Yerel saatle 17: 30'da UTK komandoları, Chua ve çetelerinin yanı sıra rehinelerin bulunduğu hapishane kliniğine sessizce baskın düzenledi. Saldırıda bir grubun başkanı Komiser Zaman oldu. Polislerle işbirliği yapan bir mahkum daha sonra komando güçlerinin rattan kullanan 12 üyesi odaya girip mahkumları silahsızlandırdığında rehineleri vücuduyla korumaya çalıştı. Baskın başladığında, diğer mahkumlar sohbet ederken Jimmy Chua ve Lai Huat uyuyordu. Komando güçleri tutuklulara bağırdılar ve karşılık vermeye çalıştılar, ancak gafil avlandıklarından ve uzun çileden dolayı zayıf oldukları için başarısız oldular. Baskın bittikten sonra Ng dışındaki tüm tutuklular klinikte tedavi altına alındı. Ng, omuzundan aldığı yarayla bir devlet hastanesine götürüldü ve daha sonra hapse geri döndü.

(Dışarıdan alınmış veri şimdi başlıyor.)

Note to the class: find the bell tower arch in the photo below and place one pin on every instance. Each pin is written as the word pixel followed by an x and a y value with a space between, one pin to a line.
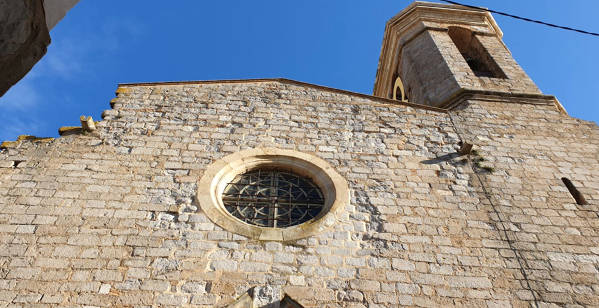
pixel 439 51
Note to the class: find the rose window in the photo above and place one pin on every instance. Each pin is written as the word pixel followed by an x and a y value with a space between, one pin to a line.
pixel 272 198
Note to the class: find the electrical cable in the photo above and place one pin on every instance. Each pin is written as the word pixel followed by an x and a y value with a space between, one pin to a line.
pixel 523 18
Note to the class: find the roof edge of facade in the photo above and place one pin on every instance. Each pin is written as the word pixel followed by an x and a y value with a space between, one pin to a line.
pixel 288 81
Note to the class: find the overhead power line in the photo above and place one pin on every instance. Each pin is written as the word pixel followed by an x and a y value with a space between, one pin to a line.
pixel 523 18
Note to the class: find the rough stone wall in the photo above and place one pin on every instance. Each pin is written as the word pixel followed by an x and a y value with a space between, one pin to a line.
pixel 531 147
pixel 433 70
pixel 109 218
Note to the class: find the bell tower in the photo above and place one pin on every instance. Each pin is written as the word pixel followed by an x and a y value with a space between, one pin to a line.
pixel 434 52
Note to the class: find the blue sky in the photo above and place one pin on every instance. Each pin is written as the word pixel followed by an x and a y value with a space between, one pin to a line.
pixel 333 43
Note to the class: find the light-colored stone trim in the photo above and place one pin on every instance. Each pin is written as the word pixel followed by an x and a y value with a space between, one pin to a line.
pixel 222 171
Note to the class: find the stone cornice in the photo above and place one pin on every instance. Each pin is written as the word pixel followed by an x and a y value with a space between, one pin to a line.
pixel 381 100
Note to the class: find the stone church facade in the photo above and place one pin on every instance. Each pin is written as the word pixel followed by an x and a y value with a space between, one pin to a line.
pixel 458 183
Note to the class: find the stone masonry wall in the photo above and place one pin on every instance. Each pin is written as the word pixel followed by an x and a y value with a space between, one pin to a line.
pixel 110 218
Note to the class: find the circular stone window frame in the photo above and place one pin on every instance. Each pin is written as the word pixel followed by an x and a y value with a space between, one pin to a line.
pixel 212 184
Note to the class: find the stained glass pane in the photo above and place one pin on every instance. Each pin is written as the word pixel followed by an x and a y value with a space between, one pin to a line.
pixel 272 198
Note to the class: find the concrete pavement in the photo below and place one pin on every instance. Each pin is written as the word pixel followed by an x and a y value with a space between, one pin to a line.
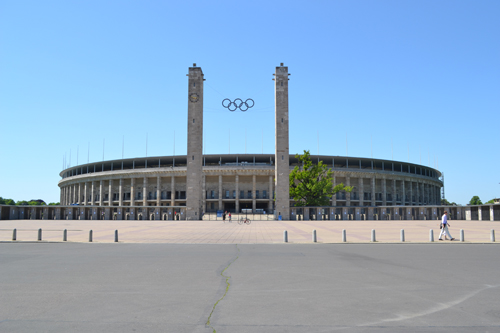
pixel 258 232
pixel 82 287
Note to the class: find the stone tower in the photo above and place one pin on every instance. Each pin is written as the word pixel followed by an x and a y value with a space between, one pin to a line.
pixel 281 168
pixel 195 144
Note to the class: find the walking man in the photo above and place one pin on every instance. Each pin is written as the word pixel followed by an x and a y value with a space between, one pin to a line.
pixel 444 227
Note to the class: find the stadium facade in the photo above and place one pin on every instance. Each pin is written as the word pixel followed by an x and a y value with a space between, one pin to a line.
pixel 234 182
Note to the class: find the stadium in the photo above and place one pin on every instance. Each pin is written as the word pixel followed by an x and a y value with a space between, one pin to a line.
pixel 195 185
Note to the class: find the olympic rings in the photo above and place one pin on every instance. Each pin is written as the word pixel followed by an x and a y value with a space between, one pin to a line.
pixel 238 104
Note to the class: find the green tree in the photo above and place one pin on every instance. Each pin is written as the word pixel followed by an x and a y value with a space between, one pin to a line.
pixel 475 201
pixel 311 184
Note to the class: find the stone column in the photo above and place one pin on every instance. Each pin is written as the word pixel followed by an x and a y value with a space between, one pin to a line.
pixel 410 192
pixel 334 197
pixel 403 200
pixel 394 192
pixel 158 191
pixel 172 191
pixel 92 194
pixel 384 191
pixel 101 198
pixel 132 193
pixel 431 194
pixel 348 195
pixel 145 192
pixel 204 193
pixel 282 161
pixel 79 201
pixel 370 213
pixel 85 195
pixel 237 184
pixel 417 196
pixel 373 190
pixel 120 192
pixel 254 201
pixel 271 197
pixel 194 168
pixel 361 191
pixel 110 193
pixel 220 193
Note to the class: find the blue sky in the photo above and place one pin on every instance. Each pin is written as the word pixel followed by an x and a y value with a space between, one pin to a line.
pixel 402 80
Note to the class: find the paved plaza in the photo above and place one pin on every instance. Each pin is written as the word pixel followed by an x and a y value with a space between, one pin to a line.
pixel 258 232
pixel 232 288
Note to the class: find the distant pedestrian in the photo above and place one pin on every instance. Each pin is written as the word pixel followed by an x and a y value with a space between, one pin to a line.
pixel 444 227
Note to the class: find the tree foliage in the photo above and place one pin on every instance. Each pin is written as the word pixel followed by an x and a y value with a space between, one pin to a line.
pixel 311 184
pixel 475 201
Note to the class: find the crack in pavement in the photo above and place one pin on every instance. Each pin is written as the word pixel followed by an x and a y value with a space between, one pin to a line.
pixel 225 293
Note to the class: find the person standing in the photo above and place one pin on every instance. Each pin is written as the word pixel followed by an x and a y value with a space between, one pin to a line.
pixel 444 227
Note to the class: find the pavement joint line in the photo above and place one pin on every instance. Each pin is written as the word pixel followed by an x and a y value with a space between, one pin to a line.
pixel 225 293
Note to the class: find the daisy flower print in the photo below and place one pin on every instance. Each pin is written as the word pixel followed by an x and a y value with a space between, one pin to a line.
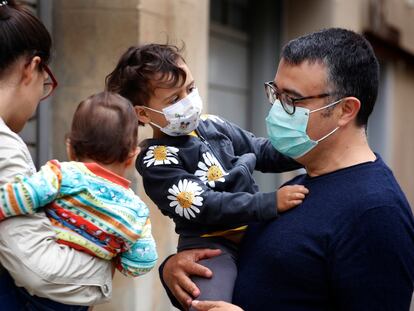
pixel 157 155
pixel 210 170
pixel 186 199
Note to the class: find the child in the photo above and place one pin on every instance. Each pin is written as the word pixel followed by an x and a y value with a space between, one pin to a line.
pixel 88 200
pixel 198 171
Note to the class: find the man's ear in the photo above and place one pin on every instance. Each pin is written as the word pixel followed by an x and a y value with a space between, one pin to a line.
pixel 132 157
pixel 30 70
pixel 350 107
pixel 142 114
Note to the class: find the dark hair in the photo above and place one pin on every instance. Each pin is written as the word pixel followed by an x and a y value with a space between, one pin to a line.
pixel 353 69
pixel 104 128
pixel 140 66
pixel 21 34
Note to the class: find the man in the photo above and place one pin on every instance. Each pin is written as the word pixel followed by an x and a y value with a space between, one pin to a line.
pixel 350 244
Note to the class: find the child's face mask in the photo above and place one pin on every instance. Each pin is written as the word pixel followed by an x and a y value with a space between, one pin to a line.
pixel 183 116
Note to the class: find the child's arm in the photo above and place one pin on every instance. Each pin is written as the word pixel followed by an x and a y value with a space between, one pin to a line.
pixel 29 194
pixel 269 160
pixel 290 196
pixel 142 255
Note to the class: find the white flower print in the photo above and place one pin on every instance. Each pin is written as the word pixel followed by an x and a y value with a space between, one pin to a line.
pixel 157 155
pixel 210 170
pixel 186 199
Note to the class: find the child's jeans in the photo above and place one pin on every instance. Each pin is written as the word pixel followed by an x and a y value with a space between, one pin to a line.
pixel 224 267
pixel 14 298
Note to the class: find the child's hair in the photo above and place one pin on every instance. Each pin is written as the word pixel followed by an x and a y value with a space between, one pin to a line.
pixel 140 66
pixel 21 34
pixel 104 128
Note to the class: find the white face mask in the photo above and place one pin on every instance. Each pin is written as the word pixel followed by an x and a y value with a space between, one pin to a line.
pixel 183 116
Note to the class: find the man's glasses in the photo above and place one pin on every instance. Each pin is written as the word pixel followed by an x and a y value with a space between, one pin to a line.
pixel 50 84
pixel 288 103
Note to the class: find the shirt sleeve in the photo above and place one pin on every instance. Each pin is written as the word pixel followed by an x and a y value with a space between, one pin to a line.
pixel 142 255
pixel 13 159
pixel 28 194
pixel 181 194
pixel 373 265
pixel 269 160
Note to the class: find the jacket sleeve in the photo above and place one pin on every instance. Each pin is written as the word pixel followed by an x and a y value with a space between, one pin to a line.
pixel 27 195
pixel 181 194
pixel 269 160
pixel 142 255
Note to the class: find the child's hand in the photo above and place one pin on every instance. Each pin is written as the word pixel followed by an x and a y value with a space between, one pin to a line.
pixel 290 196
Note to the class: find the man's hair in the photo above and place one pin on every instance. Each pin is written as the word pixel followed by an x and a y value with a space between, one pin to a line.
pixel 104 128
pixel 353 69
pixel 140 68
pixel 21 34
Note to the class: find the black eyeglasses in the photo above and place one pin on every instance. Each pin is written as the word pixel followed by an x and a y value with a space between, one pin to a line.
pixel 288 103
pixel 50 84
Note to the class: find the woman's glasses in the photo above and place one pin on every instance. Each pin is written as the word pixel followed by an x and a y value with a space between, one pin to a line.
pixel 50 84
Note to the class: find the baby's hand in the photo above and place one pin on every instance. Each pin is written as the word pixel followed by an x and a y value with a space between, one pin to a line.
pixel 290 196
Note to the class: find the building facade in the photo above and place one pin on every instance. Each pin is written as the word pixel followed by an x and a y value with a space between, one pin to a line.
pixel 232 47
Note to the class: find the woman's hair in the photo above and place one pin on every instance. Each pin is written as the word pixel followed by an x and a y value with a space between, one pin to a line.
pixel 104 128
pixel 21 34
pixel 141 69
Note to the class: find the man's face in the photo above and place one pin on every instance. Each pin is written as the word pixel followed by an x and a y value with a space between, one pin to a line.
pixel 303 80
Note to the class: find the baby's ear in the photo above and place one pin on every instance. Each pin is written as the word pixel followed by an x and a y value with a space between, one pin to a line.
pixel 142 115
pixel 132 156
pixel 69 150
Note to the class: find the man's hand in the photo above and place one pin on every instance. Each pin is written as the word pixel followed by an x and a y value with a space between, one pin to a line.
pixel 214 306
pixel 178 269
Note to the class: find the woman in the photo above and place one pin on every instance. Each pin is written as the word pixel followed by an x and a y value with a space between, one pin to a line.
pixel 58 273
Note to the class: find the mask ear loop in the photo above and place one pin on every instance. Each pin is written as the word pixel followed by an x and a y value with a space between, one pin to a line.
pixel 153 110
pixel 327 106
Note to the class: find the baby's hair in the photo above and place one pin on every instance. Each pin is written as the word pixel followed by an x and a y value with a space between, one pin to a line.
pixel 104 129
pixel 140 66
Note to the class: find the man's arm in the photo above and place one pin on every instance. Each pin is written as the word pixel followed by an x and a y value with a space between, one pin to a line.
pixel 214 306
pixel 175 273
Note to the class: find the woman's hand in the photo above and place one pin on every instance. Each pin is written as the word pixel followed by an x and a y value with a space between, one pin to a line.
pixel 214 306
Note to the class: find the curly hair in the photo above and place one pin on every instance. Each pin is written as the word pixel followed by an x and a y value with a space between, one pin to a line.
pixel 104 128
pixel 140 68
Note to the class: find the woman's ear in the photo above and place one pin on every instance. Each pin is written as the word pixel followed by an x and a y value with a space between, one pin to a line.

Rehineler, kavga sırasında ellerinden ve kollarından hafif yaralandı, ancak başka türlü zarar görmedi.[2]

Kuşatma, saldırı başladıktan sadece birkaç dakika sonra sona erdi ve kurtarma ekibi, rehineler veya tutuklulardan hafif yaralanan bir mahkum dışında herhangi bir kayıp bildirilmedi. Bu, saldırı ekibinin krizi sadece bir dakika içinde ateş etmeden ve kullanarak çözdüğü başarılı bir rehine kurtarma göreviydi. göğüs göğüse mücadele mahkumları bastırma ve rehineleri kurtarma tekniği.

Sonrası

18 Nisan 1987'de, Chua dahil altı kişi, Pudu Hapishanesinde bir doktor ve bir teknisyeni kaçırma suçlamasıyla Yüksek Mahkemede yargılandı. Suçlamalarla ilgili ön soruşturma yürüten Sulh Hakimi C.R Lopez'e göre, yargılamaya devam etmek için aleyhlerinde yeterli delil vardı. Dr. Radzi Jaafar ve Dr. Abd Aziz Abd Majid'i cezaevi kliniğinde tuttukları ve fidye olarak kayıtsız şartsız tahliye edilmelerini talep ettikleri iddia edildi. Jimmy Chua ve çetesi, mahkumiyet üzerine maksimum ölüm cezası öngören 1961 Adam Kaçırma Yasası'nın 3 (1) Bölümü uyarınca suçlandı ve mahkum edildi. 10 Ekim 1989'da asıldılar.[3]

Referanslar

  1. ^ "Pudu'da 2 rehineyi kurtardık". New Straits Times. Nisan 2011. Alındı 19 Nisan 2012.[kalıcı ölü bağlantı ]
  2. ^ Badrul Hisham Abdul Aziz (Haziran 2011). "BBCC himbau kenangan lama di Pudu Hapishanesi". Günlük Ajanda. Alındı 19 Nisan 2012.
  3. ^ Sarah Chan (Ekim 2009). "En Ünlü 5 Pudu Hapishanesi Mahkumu". Arşivlenen orijinal 23 Ekim 2009. Alındı 19 Nisan 2012.